Si este equipo ha funcionado es porque aúna fuerza, técnica e inteligencia, porque ha sabido actuar colectivamente, y porque ha tenido buenos directores de orquesta dentro y fuera del campo. Aunque a algunos les cueste reconocerlo, es la misma fórmula que ha auspiciado los éxitos de la Roja (en fútbol, pero también en otros deportes como baloncesto, hockey, waterpolo y natación sincronizada): permitir que la periferia asuma las riendas del equipo para construir un estilo propio. No hay en ello ningún secreto: si Cataluña fue pionera en el deporte es porque lideró la revolución industrial. Y si ahora lo sigue siendo es porque tras los JJ OO de Barcelona invirtió en investigación y desarrollo, con modelos de renovación pedagógica tan exitosos como la Masía y el CAR de Sant Cugat (donde la capacidad de emprender catalana se pone al servicio del talento global). Puede ser lícito preguntarse por qué las élites mesocráticas han negado a los catalanes un papel en la política, la economía y la sociedad española equivalente al que ocupan en la Roja; por qué las élites catalanas han decidido que había llegado el momento de nadar pero llevándose la ropa; por qué ningún catalán ha ocupado la presidencia del gobierno desde los tiempos del General Prim (cuyo cadáver se disecciona actualmente); o por qué hay más cátedras de catalán (noveno idioma europeo, hablado por uno de cada cinco españoles) en Alemania que en el resto de España.

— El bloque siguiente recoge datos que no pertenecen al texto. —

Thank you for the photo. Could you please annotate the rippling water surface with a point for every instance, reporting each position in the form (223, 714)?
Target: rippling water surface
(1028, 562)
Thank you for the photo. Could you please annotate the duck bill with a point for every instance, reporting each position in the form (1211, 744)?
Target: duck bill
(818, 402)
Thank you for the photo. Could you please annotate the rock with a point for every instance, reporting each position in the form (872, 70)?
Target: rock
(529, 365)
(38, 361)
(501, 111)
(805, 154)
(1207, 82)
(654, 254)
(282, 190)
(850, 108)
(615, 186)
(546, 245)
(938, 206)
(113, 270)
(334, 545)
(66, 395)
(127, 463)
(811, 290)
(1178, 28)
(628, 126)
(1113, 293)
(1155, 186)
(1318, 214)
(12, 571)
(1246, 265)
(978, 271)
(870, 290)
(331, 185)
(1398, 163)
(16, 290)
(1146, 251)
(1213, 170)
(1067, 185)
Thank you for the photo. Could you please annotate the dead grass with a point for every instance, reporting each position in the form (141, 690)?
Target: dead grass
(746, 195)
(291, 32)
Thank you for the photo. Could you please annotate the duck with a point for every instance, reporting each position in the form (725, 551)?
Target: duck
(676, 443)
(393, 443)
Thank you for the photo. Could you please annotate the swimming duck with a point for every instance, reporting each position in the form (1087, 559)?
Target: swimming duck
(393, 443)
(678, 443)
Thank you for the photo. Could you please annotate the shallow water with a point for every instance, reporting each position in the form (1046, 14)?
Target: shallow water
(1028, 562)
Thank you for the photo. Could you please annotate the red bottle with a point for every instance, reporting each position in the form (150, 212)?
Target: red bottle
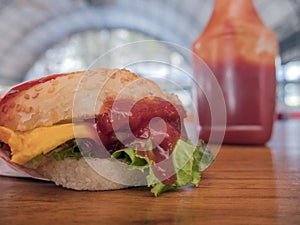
(240, 50)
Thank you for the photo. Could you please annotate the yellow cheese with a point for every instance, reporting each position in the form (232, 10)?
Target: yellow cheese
(26, 145)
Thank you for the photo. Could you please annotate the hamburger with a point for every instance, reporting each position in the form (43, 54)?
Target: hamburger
(100, 129)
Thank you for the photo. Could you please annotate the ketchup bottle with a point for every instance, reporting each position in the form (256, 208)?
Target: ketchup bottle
(240, 51)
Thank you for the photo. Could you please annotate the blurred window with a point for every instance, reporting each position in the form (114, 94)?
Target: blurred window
(288, 77)
(81, 50)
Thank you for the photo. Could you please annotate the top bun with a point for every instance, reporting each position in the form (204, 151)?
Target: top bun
(52, 99)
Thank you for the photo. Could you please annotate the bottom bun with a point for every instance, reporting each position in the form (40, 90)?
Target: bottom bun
(91, 174)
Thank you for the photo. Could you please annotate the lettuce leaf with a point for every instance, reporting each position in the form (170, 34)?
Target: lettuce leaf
(188, 162)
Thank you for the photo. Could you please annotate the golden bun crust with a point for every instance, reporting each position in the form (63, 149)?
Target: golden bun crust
(59, 98)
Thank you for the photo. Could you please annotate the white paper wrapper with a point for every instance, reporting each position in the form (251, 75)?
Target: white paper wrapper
(8, 170)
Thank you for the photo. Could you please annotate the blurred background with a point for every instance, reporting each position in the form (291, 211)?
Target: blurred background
(40, 37)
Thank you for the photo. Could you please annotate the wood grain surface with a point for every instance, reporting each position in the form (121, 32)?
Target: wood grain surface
(246, 185)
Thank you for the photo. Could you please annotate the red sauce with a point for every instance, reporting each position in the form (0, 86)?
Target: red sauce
(249, 91)
(139, 122)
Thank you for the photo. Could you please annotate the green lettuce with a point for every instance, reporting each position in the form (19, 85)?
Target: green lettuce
(188, 162)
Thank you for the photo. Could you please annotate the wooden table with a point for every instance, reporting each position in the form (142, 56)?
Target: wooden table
(246, 185)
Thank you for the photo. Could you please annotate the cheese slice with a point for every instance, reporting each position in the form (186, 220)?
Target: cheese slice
(27, 145)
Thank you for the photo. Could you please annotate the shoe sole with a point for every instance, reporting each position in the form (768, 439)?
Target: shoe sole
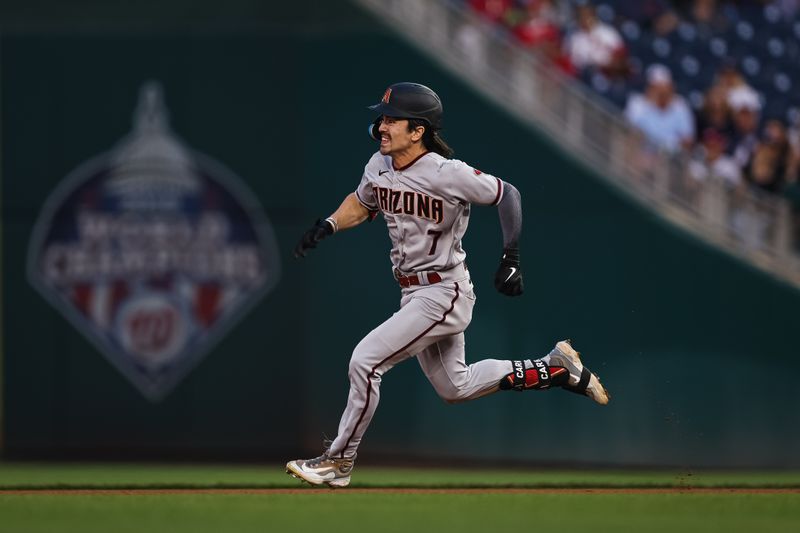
(334, 483)
(595, 390)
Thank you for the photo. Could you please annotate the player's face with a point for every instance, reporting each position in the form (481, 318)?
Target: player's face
(395, 137)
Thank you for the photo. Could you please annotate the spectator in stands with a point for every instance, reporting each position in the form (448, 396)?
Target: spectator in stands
(539, 29)
(708, 19)
(662, 115)
(596, 44)
(654, 15)
(776, 136)
(729, 78)
(711, 162)
(763, 172)
(537, 23)
(746, 108)
(715, 113)
(494, 10)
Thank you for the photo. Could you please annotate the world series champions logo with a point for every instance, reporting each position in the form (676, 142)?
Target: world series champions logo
(153, 251)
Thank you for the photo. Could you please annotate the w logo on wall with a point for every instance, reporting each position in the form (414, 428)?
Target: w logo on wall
(153, 251)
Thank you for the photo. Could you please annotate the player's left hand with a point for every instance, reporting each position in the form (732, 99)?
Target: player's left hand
(312, 237)
(508, 278)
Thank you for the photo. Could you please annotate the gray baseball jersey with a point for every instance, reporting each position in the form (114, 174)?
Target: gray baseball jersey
(426, 205)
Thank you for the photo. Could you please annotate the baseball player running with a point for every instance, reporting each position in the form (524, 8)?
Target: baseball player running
(426, 198)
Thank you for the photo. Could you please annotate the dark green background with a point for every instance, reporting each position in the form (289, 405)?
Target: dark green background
(696, 348)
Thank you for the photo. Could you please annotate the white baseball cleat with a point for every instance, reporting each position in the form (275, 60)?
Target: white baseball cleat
(582, 380)
(322, 470)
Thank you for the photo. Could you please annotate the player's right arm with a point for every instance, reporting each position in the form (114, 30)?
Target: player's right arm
(356, 207)
(350, 213)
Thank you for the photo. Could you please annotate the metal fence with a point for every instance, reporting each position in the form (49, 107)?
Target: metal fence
(755, 227)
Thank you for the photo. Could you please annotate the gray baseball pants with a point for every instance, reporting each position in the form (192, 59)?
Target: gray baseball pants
(430, 325)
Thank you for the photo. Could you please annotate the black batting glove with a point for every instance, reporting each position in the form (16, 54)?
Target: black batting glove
(508, 278)
(312, 237)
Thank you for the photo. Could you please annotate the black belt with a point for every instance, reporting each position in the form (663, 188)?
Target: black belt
(417, 279)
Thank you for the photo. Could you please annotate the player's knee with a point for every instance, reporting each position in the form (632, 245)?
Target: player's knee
(359, 365)
(451, 395)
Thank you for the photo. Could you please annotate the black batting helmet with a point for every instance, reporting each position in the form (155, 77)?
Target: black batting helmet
(409, 100)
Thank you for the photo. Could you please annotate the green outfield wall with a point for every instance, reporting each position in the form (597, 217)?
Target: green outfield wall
(696, 348)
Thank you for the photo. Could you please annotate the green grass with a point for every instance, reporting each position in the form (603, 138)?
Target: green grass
(322, 510)
(47, 475)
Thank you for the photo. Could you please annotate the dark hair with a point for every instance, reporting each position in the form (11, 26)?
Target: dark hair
(431, 138)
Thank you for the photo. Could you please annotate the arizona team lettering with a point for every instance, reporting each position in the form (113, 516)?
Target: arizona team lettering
(409, 203)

A inicios del siglo XXI, el fútbol se ha convertido en un deporte global. La rivalidad entre Barça y Madrid surgió dentro de las fronteras del estado-nación, pero la Liga se les ha quedado pequeña. Del mismo modo, la unidad española —o la independencia catalana— ya no se juega en el terreno peninsular (donde tuvieron lugar las uniones y desuniones que evoca la serie Isabel, estrenada precisamente la vigilia del 11S). Gane uno u otro equipo, lo fundamental es poder competir en la misma liga europea, reformando las reglas si han quedado obsoletas. Aunque cuando se practica el fair play y se prioriza el espectáculo, el empate puede llegar a ser un buen resultado.
Carles Feixa es catedrático de antropología social en la Universitat de Lleida.